To formalise this, we need to be clearer about what “far apart” means. For instance, we might decide that $X_n$ and $X$ are “far apart” if they differ by $0.1$ or more; that is, $|X_n-X|>0.1$.

However, this represents a particular choice whose suitability depends on context. If you’re designing some trainers and $X_n$ represents a random person’s foot width in centimetres, this level of precision may be too ambitious to hope for. On the other hand, if you are designing components for a NASA mission to Mars, this may be too loose for your requirements.

In our definition, then, we generalise to replace the $0.1$ with any error bound, which we denote $\varepsilon$.

We then insist that, whatever error bound $\varepsilon$ we choose, the probability of $X_n$ and $X$ being “far apart” still becomes negligible for large $n$.

Formally, we have that the sequence $X_1, X_2, X_3, … $ converges to $X$ in probability if:

$$ \text{For all } \varepsilon>0,\ \ \lim_{n \to \infty} \mathbb{P}(\left| X_n-X \right| >\varepsilon) = 0 $$

If this convergence holds, we can write $ X_n \overset{p}{\longrightarrow} X$.

Although this notation looks like an ordinary limit, we should emphasise again that we are talking about the convergence of a sequence of probabilities here, namely, $\mathbb{P}(\left| X_n-X \right|>\varepsilon)$ – not the sequence of random variables $X_1, X_2, \dots$ itself.

That is, convergence in probability is a property of the sequence:

$$\mathbb{P}(\left| X_1-X \right|>\varepsilon), \ \ \mathbb{P}(\left| X_2-X \right|>\varepsilon), \ \ \mathbb{P}(\left| X_3-X \right|>\varepsilon), \dots$$

This is the second-strongest of the three main notions of convergence – implied by one, but implying that other.

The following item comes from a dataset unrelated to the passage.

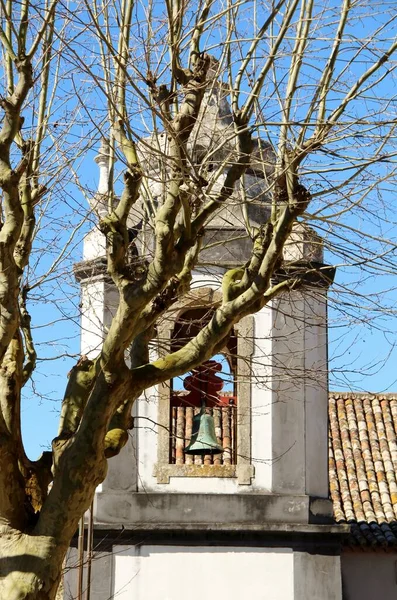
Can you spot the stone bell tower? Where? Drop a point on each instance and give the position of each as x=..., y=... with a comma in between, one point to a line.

Specifically, we have:

$$\text{Almost Sure Convergence} \Rightarrow \text{Convergence in Probability} \Rightarrow \text{Convergence in Distribution}$$

However, if the “target” random variable $X$ is a constant, then convergence in distribution is equivalent to convergence in probability.

Intuitively, if $X$ is just a constant, and if $X_n$ begins to “behave like” that same constant as $n \to \infty$ (convergence in distribution), becomes likely to be close to it, too (convergence in probability).

Finally, we illustrate with an important example. Let $X_1, X_2, X_3, \dots $ be independent random variables, all with the same distribution, and with finite mean and variance $ \mathbb{E}(X_n) = \mu $ and $\mathbb{V}\text{ar}(X_n) = \sigma^2 $ for all $n$.

Now let $\bar{X}_n$ be the sample mean of the first $n$; that is:

$$\bar{X}_n = \frac{X_1+X_2+…+X_n}{n}$$

Let our target random variable be just the constant $\mu$.

Then we have that:

$$ \bar{X}_n \overset{p}{\longrightarrow} \mu$$

This is called the “weak law of large numbers”.